[SOLVED] splitting an html element

Darghon · May 18, 2009

Hello all, I'm trying to split a html element into arguments

example:

into:

Array("tagName" : "img" , "src" : "Style/Imag...png", "height" : "75px", "alt" : "Civilian Img");

but I haven't got a clue how to do it.

any tips/tricks on how to pull this off?

Adam · May 18, 2009

I'd probably split the HTML by white space, then run a few regular expressions on each part to determine if it's the opening tag, an attribute, the end, etc. Probs need to watch out for things like "checked" - 1 word arguements. Best place to start is to work out what's distinct for each part, how you can recognize them. For example the start tag will have a '<' on the left, attributes will have the equals: 'something=something'.. etc. etc.
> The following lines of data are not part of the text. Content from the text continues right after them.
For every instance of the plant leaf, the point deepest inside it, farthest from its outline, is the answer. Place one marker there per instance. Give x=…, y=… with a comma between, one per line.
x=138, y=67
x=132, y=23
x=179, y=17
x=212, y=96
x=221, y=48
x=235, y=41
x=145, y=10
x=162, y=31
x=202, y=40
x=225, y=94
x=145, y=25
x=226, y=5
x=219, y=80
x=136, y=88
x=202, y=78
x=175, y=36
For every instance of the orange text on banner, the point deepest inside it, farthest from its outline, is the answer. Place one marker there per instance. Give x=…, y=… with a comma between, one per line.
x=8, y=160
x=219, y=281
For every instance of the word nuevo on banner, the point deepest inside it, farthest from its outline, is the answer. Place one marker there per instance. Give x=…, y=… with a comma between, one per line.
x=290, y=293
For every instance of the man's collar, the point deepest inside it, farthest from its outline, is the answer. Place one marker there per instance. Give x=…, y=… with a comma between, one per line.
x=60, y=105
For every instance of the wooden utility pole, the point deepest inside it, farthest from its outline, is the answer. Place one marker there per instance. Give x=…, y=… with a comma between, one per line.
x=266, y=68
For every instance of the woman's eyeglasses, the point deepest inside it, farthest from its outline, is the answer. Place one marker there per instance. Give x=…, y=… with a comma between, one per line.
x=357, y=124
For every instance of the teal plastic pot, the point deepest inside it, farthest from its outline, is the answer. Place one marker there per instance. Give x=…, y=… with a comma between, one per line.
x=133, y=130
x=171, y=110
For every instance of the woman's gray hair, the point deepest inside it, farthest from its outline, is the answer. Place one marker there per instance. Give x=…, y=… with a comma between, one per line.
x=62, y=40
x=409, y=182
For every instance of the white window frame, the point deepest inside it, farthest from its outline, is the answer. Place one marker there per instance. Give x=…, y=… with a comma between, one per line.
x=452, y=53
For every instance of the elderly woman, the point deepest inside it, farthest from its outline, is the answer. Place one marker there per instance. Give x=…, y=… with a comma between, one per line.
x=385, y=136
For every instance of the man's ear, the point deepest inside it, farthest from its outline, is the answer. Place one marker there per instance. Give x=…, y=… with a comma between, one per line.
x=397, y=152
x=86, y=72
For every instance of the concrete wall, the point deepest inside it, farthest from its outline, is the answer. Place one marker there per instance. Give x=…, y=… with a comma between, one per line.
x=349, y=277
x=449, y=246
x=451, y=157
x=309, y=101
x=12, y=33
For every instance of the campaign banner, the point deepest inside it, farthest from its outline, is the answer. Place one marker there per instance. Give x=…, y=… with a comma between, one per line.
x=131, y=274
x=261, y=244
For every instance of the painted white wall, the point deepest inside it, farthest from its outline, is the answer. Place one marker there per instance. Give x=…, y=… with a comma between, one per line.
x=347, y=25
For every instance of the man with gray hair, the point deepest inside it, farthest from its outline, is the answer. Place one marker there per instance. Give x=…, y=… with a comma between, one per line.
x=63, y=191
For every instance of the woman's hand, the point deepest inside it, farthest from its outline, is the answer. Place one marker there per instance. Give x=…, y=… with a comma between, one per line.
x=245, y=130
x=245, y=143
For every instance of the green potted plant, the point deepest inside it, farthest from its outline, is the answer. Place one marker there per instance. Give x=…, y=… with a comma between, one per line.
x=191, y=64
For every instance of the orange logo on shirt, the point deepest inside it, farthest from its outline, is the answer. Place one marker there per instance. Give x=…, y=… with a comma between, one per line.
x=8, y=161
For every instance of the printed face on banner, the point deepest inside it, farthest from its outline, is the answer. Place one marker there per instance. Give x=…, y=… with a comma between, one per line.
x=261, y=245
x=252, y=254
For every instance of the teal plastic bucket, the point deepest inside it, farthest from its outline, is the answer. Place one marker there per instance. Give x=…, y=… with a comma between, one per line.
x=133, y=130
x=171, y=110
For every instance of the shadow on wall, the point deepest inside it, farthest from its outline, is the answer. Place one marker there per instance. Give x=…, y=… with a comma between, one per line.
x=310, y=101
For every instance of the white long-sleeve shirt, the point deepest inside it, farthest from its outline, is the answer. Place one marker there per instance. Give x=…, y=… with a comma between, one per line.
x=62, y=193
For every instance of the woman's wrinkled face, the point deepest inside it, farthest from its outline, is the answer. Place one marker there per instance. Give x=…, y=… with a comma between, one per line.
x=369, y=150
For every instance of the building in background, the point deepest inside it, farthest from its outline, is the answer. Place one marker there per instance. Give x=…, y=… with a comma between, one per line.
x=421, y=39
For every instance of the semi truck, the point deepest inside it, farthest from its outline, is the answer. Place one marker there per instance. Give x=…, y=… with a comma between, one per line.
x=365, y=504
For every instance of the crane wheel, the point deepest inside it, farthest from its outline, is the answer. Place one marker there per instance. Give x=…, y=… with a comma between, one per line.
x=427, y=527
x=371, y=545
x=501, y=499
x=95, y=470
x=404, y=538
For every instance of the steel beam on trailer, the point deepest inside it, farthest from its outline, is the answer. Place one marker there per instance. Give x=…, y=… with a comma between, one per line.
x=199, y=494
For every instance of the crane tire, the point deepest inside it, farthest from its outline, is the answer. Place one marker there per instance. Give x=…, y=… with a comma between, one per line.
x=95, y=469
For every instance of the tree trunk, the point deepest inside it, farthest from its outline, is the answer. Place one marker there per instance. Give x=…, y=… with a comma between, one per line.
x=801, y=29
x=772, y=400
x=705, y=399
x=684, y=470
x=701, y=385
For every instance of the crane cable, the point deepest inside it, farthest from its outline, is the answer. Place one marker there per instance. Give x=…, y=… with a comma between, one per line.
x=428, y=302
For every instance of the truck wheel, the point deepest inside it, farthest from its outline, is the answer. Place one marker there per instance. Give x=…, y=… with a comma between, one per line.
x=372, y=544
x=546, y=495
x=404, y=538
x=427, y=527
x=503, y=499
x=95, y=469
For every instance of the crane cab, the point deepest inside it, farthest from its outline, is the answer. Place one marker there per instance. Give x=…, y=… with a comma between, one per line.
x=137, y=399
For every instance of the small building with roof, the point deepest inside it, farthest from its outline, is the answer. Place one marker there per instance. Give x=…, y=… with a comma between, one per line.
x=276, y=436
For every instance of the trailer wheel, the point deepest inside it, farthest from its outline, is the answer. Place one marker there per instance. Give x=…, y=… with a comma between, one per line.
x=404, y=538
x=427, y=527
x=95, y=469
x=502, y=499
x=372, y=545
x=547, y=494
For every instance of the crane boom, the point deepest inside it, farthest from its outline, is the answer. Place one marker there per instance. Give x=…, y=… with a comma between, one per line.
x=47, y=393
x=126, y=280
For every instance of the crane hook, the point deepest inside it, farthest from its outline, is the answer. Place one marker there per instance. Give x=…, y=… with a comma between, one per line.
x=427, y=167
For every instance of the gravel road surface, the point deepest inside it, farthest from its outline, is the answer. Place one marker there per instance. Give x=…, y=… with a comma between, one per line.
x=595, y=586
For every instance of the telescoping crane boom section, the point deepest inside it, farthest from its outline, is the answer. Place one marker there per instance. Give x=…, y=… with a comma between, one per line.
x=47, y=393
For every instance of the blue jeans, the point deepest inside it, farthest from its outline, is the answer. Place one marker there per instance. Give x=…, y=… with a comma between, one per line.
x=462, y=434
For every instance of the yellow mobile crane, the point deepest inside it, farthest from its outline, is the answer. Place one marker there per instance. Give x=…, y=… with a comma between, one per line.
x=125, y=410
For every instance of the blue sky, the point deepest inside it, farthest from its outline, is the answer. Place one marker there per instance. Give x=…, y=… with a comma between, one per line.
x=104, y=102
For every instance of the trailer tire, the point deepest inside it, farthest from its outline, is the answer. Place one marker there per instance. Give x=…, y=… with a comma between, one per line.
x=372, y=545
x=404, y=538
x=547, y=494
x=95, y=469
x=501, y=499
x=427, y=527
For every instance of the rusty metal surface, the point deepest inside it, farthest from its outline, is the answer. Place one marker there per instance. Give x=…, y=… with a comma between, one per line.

More information on regular expressions

Using regular expressions with JavaScript

Good luck!

Glad to help further if you run into troubles.

Ken2k7 · May 18, 2009

Well split by spaces isn't the best idea. Your alt case will be messed up.

I would just use Regex on the whole thing.

Adam · May 18, 2009

Ah yeah you're right! Wouldn't work if some of the HTML is a little messed up as well.

Yup, Regex all the way!

Darghon · May 18, 2009

well what I tried in the mean while was a loop that checks every character

so each time it passes a space, it dumps its buffer into an array, if it passes a quote, it ignores spaces till it finds another quote, and that all works incredibly well

but, the result of the entire thing is, elements are converted correctly and reassembled to Dom objects as they should, but I'd like to strip all the new lines and tabs from the tags, but doing something like =>if(tag.substr(i,1) == "\n" || tag.substr(i,1) == "\t" || tag.substr(i,1) == "")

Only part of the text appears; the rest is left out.